Jean Piaget öğrenme sürecinin belirli yaş aralıklarıyla aşama aşama gerçekleştiğini ortaya atan, eğitim ve psikoloji alanına yeni terimler kazandıran İsviçreli psikologtur. Bebeklikten başlayarak insanların bilgiyi nasıl algıladığı, geliştirdiği ve kullanmaya başladığı üzerine fikir yürüterek bunları bazı etkenlere bağlamıştır. Şemaların geliştirilmesi, yeni bilginin oluşum şekilleri ve çocuğun bilişsel olarak geçirdiği evreler gibi alanlar, her ne kadar güncel araştırmalar sonucu sorgulanmaya başlansa da Piaget’nin çocuk psikolojisinde çığır açtığını söyleyebiliriz.
Jean Piaget Kimdir?

Neuchâtel doğumlu (9 Ağustos 1896 – 16 Eylül 1980) psikolog ve epistemolog Jean Piaget, dahi denilebilecek bir araştırmacıydı. İstiridye, ahtopot, salyangoz ve kalamar gibi yumuşakçalar üzerine yazdığı makaleler sayesinde Cenevre Doğa Tarihi Müzesi‘nde küratörlük teklifi aldı. Piaget, ilk önce liseyi bitirmesi gerektiğini düşünerek bu teklifi reddetti. İlk IQ testi olan Binet-Simon testini icat eden Alfred Binet‘nin yanında çocuklar için zeka testi geliştirdi. Bu testlere verilen yanlış cevapların sebebini, arkalarındaki sistemi çözmeye ilgi duymaya başladı. “Bebeklikten yetişkinliğe insan düşünmeyi nasıl öğrenir?” sorusunun peşine düştü. (Green& Piel, 2010)

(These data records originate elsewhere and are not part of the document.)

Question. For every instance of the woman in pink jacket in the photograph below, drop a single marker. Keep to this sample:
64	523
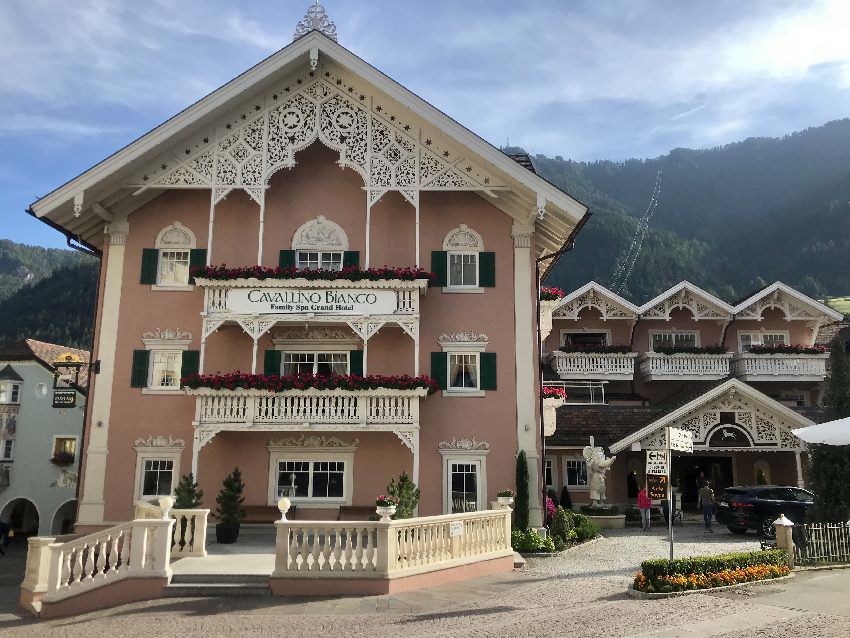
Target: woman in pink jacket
644	505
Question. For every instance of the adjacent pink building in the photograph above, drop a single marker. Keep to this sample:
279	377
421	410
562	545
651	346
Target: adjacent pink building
318	165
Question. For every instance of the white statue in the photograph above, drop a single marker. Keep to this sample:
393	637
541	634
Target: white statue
597	467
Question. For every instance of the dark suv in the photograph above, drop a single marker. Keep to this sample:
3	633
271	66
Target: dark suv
744	508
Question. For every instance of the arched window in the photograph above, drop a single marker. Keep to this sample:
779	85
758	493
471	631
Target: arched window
174	245
321	243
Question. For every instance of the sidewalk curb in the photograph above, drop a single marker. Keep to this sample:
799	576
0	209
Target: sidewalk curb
642	595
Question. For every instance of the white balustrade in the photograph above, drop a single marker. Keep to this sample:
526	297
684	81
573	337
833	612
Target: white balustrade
322	549
384	406
770	367
139	548
658	366
594	365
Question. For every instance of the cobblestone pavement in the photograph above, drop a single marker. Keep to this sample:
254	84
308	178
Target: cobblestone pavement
579	593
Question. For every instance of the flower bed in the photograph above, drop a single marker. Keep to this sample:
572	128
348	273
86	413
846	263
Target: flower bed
351	273
274	383
551	294
705	572
781	348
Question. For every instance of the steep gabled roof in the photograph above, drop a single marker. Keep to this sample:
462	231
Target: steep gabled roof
85	204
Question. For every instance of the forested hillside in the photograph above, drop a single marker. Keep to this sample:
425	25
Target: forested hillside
728	219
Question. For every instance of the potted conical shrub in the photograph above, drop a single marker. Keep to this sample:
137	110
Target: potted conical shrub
229	511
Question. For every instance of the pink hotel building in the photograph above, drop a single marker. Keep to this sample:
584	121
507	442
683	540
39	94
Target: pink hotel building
311	160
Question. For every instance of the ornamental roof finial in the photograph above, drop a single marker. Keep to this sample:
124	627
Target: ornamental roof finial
316	19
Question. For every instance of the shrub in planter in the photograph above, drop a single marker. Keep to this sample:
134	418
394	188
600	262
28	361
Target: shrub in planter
229	511
530	540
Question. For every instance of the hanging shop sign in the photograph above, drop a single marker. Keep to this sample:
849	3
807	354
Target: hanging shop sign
281	301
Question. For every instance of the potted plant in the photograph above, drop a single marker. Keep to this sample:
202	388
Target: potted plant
385	507
229	511
63	458
505	498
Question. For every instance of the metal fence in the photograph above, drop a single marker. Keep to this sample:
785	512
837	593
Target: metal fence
822	543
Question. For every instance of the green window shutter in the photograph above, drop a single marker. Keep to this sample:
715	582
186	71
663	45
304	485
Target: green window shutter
150	262
355	362
440	267
197	259
488	370
271	362
286	259
139	375
190	363
439	368
487	270
350	258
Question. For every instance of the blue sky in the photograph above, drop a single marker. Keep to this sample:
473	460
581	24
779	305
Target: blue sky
596	79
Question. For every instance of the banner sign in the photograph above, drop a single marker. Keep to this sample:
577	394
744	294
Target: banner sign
64	398
656	462
656	486
681	440
345	301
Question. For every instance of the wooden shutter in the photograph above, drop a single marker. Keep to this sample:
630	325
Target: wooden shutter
350	258
439	368
150	263
139	374
197	259
488	370
355	362
487	270
271	362
439	266
190	363
286	259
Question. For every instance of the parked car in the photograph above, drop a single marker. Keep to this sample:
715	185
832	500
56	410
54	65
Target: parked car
745	508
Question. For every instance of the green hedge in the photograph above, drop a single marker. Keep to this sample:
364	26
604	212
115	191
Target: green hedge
657	567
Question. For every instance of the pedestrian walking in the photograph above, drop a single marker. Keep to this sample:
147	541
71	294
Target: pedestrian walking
706	504
645	507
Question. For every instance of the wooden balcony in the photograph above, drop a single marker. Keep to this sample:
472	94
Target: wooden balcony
655	366
779	367
594	365
380	409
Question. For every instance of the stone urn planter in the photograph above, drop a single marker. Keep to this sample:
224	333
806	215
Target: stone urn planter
385	512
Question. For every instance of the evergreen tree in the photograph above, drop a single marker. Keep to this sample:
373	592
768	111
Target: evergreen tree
829	465
407	493
521	500
187	496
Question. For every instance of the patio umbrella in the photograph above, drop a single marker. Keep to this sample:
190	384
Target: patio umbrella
831	433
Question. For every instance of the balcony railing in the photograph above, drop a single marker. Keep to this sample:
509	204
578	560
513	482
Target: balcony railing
655	366
779	367
357	407
594	365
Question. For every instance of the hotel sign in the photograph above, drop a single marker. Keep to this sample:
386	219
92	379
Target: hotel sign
325	301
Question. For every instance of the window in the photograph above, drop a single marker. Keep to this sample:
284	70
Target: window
10	392
173	268
317	479
463	486
747	340
313	260
157	477
670	339
575	473
165	369
463	270
314	363
65	445
463	371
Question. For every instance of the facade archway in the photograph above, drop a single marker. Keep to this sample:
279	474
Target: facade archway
63	518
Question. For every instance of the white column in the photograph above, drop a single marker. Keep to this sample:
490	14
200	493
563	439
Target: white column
91	503
528	426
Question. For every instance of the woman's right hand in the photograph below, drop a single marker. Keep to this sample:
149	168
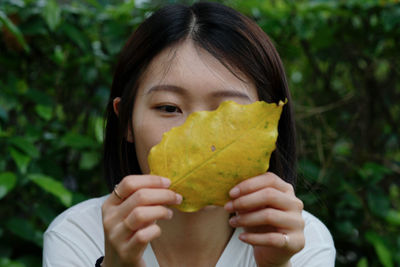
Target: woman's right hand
130	222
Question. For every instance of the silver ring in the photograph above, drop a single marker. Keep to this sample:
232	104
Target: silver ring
116	192
286	242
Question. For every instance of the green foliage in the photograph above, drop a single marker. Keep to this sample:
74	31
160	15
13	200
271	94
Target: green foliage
341	58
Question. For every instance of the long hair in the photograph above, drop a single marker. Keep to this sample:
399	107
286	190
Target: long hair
233	39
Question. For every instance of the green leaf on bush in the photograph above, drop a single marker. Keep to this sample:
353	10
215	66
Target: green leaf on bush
25	230
54	187
7	183
77	141
393	217
25	145
381	249
52	14
373	171
21	160
14	30
363	262
89	160
45	112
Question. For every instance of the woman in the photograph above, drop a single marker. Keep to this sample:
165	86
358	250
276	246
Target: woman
181	60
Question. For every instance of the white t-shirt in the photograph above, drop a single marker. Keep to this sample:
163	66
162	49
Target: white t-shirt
76	238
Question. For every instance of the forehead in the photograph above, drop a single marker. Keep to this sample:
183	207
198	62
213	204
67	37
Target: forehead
189	66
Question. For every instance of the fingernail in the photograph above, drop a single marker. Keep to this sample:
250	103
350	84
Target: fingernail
233	221
229	206
235	192
243	237
178	199
170	213
166	182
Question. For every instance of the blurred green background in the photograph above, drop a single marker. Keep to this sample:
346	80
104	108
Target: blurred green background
343	65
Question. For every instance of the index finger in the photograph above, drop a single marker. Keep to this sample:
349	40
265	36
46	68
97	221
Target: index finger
130	184
256	183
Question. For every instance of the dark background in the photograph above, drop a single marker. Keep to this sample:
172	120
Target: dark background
343	63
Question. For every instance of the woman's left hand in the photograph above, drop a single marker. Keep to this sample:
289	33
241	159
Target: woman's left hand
269	211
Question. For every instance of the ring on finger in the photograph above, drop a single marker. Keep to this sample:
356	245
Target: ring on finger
286	240
116	192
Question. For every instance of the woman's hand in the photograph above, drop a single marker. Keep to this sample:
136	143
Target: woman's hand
130	216
267	208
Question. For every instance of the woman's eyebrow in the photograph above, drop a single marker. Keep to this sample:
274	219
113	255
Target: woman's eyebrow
166	88
182	91
230	93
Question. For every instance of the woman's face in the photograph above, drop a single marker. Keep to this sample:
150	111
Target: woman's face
181	80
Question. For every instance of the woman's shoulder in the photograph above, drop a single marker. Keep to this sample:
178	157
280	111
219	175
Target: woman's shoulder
315	230
76	236
319	249
84	214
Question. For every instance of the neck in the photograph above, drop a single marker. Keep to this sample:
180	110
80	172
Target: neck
200	236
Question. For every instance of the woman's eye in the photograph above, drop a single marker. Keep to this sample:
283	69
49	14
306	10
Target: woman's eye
168	109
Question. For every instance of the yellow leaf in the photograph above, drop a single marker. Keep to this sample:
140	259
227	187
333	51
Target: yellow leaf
215	150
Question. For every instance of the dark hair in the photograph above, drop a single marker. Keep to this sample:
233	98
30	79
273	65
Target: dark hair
235	40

Piaget ve Gelişimin Dört Faktörü

Jean Piaget’ye göre, düşünme sürecimiz biz dünyayı mantığa oturtmaya çalışırken radikal fakat yavaş bir şekilde gelişir. Bu gelişimin dört faktörü vardır: Biyolojik olgunlaşma, aktivite, toplumsal aktarım ve dengeleme.
Biyolojik olgunlaşmada öğretmen ve ailenin etkisi fazlasıyla sınırlıdır. Genetiğe bağlı olduğundan dolayı ailenin çocuğa doğru bir beslenme alışkanlığı edindirmesi ve gereken ilgiyi göstermesi dışında müdahele edebileceği çok bir alan yoktur. Doğuştan olan bu kalıtsal faktörler çocuğun her bir bilişsel evredeki edinimlerini artırır ya da kısıtlar. (Flavell, 1985)

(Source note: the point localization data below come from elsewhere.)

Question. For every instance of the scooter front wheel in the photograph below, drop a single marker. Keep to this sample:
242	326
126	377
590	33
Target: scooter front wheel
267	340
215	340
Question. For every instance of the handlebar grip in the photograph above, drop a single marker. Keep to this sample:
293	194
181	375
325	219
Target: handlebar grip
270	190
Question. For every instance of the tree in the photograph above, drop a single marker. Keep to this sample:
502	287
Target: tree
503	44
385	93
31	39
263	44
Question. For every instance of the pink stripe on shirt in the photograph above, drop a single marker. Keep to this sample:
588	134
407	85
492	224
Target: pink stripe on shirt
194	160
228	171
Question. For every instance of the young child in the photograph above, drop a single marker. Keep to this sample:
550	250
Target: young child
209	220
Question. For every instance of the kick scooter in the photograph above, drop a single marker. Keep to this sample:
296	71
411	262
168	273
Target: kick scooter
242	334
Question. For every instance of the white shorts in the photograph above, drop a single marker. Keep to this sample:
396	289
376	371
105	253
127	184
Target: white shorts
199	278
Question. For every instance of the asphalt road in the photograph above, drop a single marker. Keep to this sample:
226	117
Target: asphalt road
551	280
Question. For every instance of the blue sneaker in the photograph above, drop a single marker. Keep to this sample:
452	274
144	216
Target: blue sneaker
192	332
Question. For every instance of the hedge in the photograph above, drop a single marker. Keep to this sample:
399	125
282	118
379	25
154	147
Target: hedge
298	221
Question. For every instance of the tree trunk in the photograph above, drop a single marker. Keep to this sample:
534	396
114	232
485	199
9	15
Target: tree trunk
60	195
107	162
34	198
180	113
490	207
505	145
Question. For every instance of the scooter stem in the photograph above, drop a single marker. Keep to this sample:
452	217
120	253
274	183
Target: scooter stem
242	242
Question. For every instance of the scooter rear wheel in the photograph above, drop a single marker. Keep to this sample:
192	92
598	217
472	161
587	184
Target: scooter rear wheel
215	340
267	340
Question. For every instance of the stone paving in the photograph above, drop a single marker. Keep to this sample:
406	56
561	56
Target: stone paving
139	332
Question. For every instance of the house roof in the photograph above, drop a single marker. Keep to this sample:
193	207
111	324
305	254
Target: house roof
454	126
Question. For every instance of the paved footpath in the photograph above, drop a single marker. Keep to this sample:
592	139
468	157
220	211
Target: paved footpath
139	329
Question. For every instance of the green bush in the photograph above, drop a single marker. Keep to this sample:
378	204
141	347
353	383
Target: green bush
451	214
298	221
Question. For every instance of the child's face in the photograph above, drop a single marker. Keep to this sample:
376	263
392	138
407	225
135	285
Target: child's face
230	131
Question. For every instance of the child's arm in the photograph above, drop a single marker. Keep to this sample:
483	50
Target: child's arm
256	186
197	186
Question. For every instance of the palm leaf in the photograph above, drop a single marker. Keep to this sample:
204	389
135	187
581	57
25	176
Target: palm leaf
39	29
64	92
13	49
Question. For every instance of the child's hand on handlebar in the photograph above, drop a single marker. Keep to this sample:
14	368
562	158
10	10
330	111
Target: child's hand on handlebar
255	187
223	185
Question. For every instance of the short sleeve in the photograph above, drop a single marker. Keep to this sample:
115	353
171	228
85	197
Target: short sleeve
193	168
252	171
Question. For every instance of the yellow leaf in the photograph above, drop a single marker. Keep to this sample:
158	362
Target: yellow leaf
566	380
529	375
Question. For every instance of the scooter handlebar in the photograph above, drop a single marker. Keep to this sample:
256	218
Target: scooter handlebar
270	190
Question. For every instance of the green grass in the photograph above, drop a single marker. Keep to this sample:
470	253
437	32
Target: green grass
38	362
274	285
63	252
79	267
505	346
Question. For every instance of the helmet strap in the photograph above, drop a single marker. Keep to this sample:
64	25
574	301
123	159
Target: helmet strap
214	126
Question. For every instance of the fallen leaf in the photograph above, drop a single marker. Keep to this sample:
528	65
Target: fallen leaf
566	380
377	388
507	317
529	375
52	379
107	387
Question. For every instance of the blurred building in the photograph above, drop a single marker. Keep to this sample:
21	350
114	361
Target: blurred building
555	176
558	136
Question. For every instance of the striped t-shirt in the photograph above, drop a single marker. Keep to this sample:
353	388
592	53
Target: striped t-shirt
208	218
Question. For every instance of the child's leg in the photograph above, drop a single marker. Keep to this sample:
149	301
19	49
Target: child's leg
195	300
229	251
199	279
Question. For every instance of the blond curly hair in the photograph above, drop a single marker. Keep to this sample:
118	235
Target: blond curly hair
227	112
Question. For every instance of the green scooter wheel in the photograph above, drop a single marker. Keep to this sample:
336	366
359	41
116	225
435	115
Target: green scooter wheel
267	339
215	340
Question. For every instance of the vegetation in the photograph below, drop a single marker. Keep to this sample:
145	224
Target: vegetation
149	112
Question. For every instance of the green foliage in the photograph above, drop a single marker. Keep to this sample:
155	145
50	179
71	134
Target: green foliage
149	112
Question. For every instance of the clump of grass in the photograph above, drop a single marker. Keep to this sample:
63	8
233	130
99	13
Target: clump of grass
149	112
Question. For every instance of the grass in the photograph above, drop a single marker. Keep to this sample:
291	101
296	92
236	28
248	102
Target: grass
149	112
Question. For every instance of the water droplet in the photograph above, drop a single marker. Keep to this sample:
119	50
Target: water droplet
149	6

Aktivite çocuğun çevre ile etkileşime girmesi, deneyimleyerek öğrenmesidir. Basit fizik kurallarını bu şekilde öğrenir. Tahterevalliye binmek, bardağa su doldurmak, sıcağa dokunmamak gibi eylemler örnek olarak verilebilir.
Toplumsal aktarım çocuğun insanlarla bağ kurmasıyla, onlardan öğrenmesiyle gerçekleşir. Eğer toplumsal aktarım olmasaydı bütün bilgileri kendi başımıza en baştan öğrenmemiz gerekirdi ve bu fazlaca zaman alacağından yavaş bir gelişim gerçekleşirdi. Toplumsal aktarım sayesinde çocuk içinde yaşadığı toplumun kurallarını ve yargılarını öğrenir.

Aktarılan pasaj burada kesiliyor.